As shown in Fig. 4 there is no correlation between age of diabetic patients and s-TIC (r = 0.01429; p = 0.8650).
Discussion
The term nonenzymatic glycosylation represents the interaction of glucose with specific free amino groups in proteins under mild physiological conditions not catalyzed by specific enzymes. Poor short-term glycemic control was associated with higher elastase concentration in plasma and neutrophils and measurements of plasma polymorphonuclear neutrophil elastase level can be considered as a marker of development of diabetic angiopathy (Piwowar et al., 2000). It has been reported that the concentration of α1 antitrypsin have increase in diabetic patients (Ganrot et al., 1967), but the serum trypsin inhibitory capacity was decrease in diabetic patients (Phadke et al., 1998). The trypsin inhibitory capacity of α2 macroglubulin has been reported to be decreased in condition of diabetes mellitus (Roberts et al., 1986). Decrease in cardiac contractility is a hallmark of chronic diabetes advanced glycation end products (AGEs) are formed on intracellular ryanodine receptor calcium-release channel (RyR2) during diabetes (Bidasee et al., 2003). Nonenzymatic glycosylation of plasma proteins may contribute to the excess risk of developing atherosclerosis in patients with diabetes mellitus (Duell et al., 1990).

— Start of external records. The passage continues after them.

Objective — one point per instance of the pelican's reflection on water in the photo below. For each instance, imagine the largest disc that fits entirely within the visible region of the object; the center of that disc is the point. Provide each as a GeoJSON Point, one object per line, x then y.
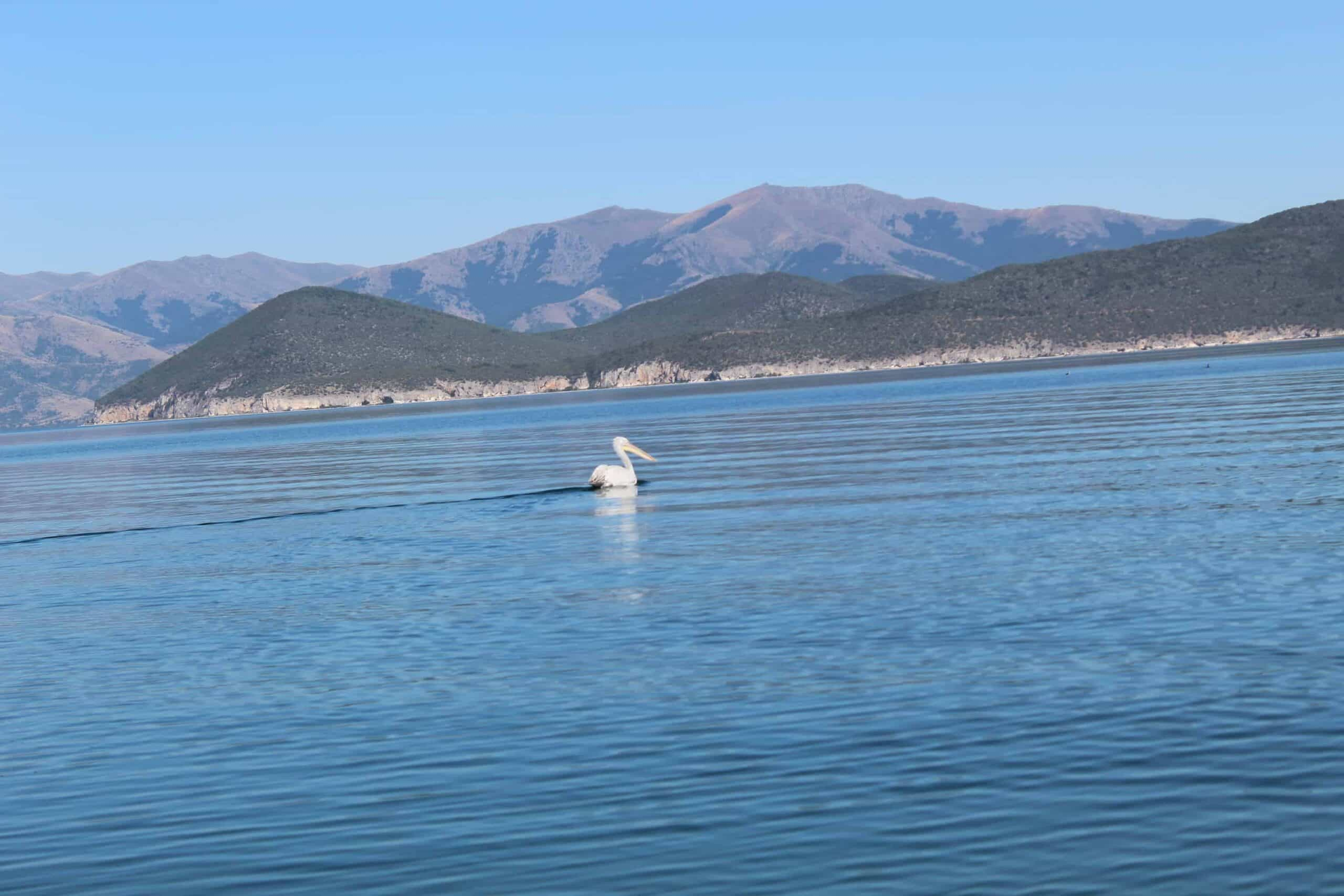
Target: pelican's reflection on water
{"type": "Point", "coordinates": [618, 510]}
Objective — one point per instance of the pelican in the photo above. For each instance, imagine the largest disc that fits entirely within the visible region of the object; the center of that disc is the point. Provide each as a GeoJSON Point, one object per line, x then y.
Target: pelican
{"type": "Point", "coordinates": [609, 475]}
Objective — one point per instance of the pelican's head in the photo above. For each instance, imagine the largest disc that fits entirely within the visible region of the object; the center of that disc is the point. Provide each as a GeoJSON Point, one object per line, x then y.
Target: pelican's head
{"type": "Point", "coordinates": [624, 445]}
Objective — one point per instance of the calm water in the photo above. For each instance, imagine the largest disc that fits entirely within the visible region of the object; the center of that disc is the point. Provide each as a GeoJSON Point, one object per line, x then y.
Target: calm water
{"type": "Point", "coordinates": [958, 632]}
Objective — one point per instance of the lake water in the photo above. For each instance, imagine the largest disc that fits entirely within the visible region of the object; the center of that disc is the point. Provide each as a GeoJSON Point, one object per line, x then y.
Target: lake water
{"type": "Point", "coordinates": [1045, 628]}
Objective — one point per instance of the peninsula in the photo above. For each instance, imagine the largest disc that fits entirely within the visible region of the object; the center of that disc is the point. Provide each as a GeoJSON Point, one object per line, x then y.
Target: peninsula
{"type": "Point", "coordinates": [1281, 277]}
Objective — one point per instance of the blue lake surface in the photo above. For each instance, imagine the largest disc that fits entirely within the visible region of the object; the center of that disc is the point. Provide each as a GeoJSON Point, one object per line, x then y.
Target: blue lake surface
{"type": "Point", "coordinates": [1042, 628]}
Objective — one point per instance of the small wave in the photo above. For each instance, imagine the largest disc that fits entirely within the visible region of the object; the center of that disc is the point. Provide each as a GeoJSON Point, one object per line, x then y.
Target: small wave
{"type": "Point", "coordinates": [292, 513]}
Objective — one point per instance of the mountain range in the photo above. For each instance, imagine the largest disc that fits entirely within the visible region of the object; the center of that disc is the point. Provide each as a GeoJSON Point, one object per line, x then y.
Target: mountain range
{"type": "Point", "coordinates": [536, 279]}
{"type": "Point", "coordinates": [1281, 277]}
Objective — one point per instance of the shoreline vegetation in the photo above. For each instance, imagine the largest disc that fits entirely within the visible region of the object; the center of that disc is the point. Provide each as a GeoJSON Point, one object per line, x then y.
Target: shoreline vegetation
{"type": "Point", "coordinates": [1277, 279]}
{"type": "Point", "coordinates": [187, 406]}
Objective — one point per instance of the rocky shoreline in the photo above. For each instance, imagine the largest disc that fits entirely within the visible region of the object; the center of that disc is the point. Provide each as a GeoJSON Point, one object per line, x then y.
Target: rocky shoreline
{"type": "Point", "coordinates": [210, 404]}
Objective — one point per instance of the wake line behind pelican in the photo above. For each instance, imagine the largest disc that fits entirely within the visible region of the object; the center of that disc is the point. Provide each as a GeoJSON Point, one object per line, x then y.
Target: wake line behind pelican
{"type": "Point", "coordinates": [292, 513]}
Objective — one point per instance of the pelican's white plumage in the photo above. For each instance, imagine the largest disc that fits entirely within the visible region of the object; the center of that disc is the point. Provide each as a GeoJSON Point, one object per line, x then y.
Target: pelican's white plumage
{"type": "Point", "coordinates": [609, 476]}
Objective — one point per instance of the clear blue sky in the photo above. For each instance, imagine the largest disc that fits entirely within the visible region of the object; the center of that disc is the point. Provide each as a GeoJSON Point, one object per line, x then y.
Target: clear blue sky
{"type": "Point", "coordinates": [378, 132]}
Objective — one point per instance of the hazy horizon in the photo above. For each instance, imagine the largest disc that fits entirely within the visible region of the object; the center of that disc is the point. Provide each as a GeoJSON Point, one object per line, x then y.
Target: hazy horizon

Human plasma contains inhibitors, which control the activity of proteolytic enzymes. Alpha-1-proteinase inhibitor (α1 antitrypsin) and α2 macroglobulin are two of them present in high concentration in human plasma, which inhibit action of trypsin among other proteinases (Phadke et al., 1998). In the present study we investigated possible alterations in serum trypsin inhibitory capacity in diabetic patients. We found that the serum trypsin inhibitory capacity (s-TIC) of plasma decreases in diabetes patients. The mechanism of decrease in TIC is due to nonenzymatic glycosylation of α1 antitrypsin. The most probable amino acid undergoing glycosylation is Lysine which has free amino group when present in a polypeptite chain. Importance of lysyl residues for the physiological function of α1 antitrypsin was reported in studies when α1 antitrypsin was treated with maleic anhydride or acetic anhydride which react with lysyl residues specifically (Travis and Salvesen, 1983). If proteinase inhibitors like α1 antitrypsin alter their normal function, limiting of unwanted proteolysis and prevention of tissue damage cannot be achieved properly. Glycosylation of proteinase inhibitors to decrease their function may partly explain some of the complications of diabetes involving eyes, kidneys and other organs that cannot be prevented by meticulous control of glycaemia (Phadke et al., 1998).
In conclusion, present results showed that in uncontrolled diabetic patients, glycosylation of α1 antitrypsin reduce trypsin inhibitory capacity.